«La distribution est un métier très ingrat»

Entretien / Marc Guidoni, propriétaire (avec Marc Bonny) du cinéma Comoedia (Lyon 7e), créateur d’une société de production pour le cinéma et la télévision (Fondiniva), il se lance aujourd’hui dans la distribution de films. Propos recueillis par Dorotée Aznar

Petit Bulletin : Pouvez-vous revenir rapidement sur votre parcours ?
Marc Guidoni : Jusqu’en 2005, j’ai travaillé dans des grands groupes de media et de télécommunications comme TF1, TDF ou Orange, mais j’ai toujours été passionné par le cinéma.

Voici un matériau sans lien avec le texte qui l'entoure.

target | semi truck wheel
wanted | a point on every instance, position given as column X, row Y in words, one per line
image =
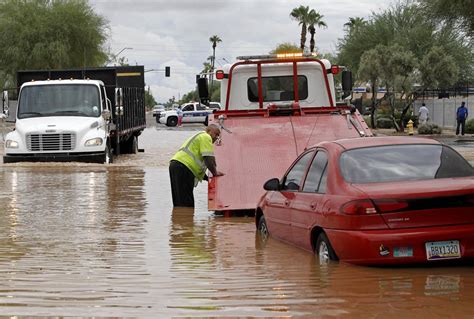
column 134, row 145
column 324, row 249
column 172, row 121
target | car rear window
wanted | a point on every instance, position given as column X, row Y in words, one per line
column 402, row 163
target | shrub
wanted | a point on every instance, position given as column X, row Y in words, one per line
column 384, row 122
column 470, row 126
column 426, row 129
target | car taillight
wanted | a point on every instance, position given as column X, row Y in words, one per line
column 220, row 74
column 390, row 205
column 359, row 207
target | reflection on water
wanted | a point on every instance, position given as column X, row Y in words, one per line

En 2005-2006, j’ai eu envie de faire quelque chose de différent et de me «lancer», en créant ma société de production de films à Lyon, Fondivina.

C’est également le moment où vous avez décidé de vous lancer dans l’aventure du Comoedia avec Marc Bonny ?
Oui, l’aventure du Comoedia est arrivée au moment où je prenais cette décision, un peu par hasard. L’histoire du Comoedia m’a également permis de me constituer un réseau professionnel, sauver ce cinéma m’a en fait ouvert des portes, même si, évidemment cela n’était pas calculé et pas l’objectif. Le milieu du cinéma est particulier car il fonctionne principalement et presque exclusivement par réseau.

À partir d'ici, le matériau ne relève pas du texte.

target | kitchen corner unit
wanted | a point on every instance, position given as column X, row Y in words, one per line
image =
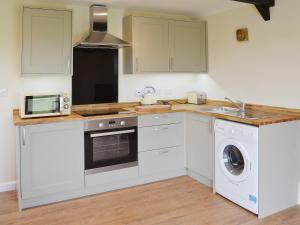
column 170, row 144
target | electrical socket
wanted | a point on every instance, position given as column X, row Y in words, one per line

Pouvez-vous vivre de la production de films ?
La production de films n’est pas une activité qui me permets de gagner ma vie. Quand je produis, l’argent est au service du film, tu te paies s’il reste de l’argent… Mais il n’en reste jamais. Pour vivre, il faut envisager des activités en parallèle, par exemple, je fais du conseil dans l’industrie de l’image… Je m’attache tout de même à ce que ces activités «nourricières» restent en lien direct avec ce qui est le cœur de mon projet. Dans le monde des producteurs indépendants, notre métier est presque un hobby et presque tous ont une autre acticité : ils enseignent ou font des films publicitaires…

Quel regard portez-vous sur la production cinématographique française ?
Au départ, l’une de mes envies en tant que producteur était de travailler sur des projets en coproduction avec l’étranger. J’ai un peu de mal avec le cinéma français consanguin qui fonctionne en vase clos avec beaucoup d’argent qui va toujours aux mêmes. Le cinéma de Christophe Honoré par exemple, je ne peux pas… Sur le papier, le système français est un système vertueux, mais dans les faits, il ne se passe plus rien dans ce cinéma-là, à mon avis.

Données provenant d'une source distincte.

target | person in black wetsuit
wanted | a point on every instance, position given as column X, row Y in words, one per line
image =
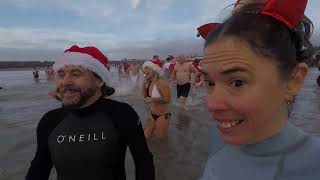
column 87, row 138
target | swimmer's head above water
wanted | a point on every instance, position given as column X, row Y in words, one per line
column 82, row 76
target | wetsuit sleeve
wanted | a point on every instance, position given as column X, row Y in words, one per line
column 41, row 164
column 138, row 146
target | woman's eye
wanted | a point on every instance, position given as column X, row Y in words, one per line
column 209, row 83
column 237, row 83
column 60, row 76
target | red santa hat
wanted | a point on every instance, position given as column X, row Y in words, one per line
column 89, row 58
column 154, row 65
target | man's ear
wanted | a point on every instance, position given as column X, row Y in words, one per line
column 296, row 80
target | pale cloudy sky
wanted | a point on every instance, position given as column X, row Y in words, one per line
column 41, row 29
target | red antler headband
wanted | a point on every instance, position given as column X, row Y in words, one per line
column 289, row 12
column 205, row 29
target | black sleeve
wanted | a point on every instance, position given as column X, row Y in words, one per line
column 138, row 146
column 41, row 164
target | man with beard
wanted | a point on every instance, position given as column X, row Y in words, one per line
column 87, row 138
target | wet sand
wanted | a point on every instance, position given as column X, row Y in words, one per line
column 183, row 155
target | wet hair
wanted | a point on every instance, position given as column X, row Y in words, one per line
column 268, row 37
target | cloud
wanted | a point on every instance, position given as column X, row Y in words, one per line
column 135, row 3
column 32, row 38
column 93, row 8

Vous vous lancez aujourd’hui dans la distribution de films, pourquoi et quels sont vos objectifs ?
J’ai rencontré beaucoup de confrères étrangers indépendants et je me suis vite aperçu que beaucoup de films géniaux ne sortent jamais en France. Mes objectifs sont très modestes, je voudrais sortir un ou deux films par an, car je pense qu’il y a un public pour ce cinéma en France.

Marc Bonny, co-propriétaire avec vous du cinéma Comoedia est également distributeur de films, vous aide-t-il dans ce nouveau projet ?
Marc Bonny a trouvé une niche géniale avec Gebeka Films en distribuant des films de grande qualité pour le jeune public. Même si Marc ne travaille pas directement avec moi, je peux bénéficier de ses conseils de pro de la distribution. Et la première leçon qu’il m’a donnée, c’est que c’est un métier très ingrat !

Le 20 avril sortira dans les salles All that I love, film polonais dont vous assurez la distribution, pouvez-vous nous en dire quelques mots ?
All that I love n’est pas le plus grand film du cinéma polonais, mais c’est un film intelligent sans être didactique, c’est une œuvre qui m’offre, en tant que spectateur, ce foisonnement que je ne trouve plus dans le cinéma français. Ce film est un coup de cœur, filmé du point de vue d’un adolescent qui découvre la musique punk, l’amour, le sexe, l’alcool… avec le coup d’état militaire en Pologne en 1981 en toile de fond. C’est la première fois dans le cinéma que l’état de guerre est présenté du point de vue d’un jeune. Ce film arrive également au moment où, en Pologne, un débat est lancé sur l’héritage de Solidarność.

Combien d’entrées doit réaliser le film pour que vous rentriez dans vos frais ?
Si All that I love fait moins de 10 000 entrées, je perds énormément d’argent, beaucoup s’il en réalise 20 000. À partir de 30 000 entrées, ce sera bien ! Mon objectif n’est pas de gagner de l’argent, mais ce n’est pas d’en perdre non plus… Quoi qu’il en soit, les dés sont désormais jetés.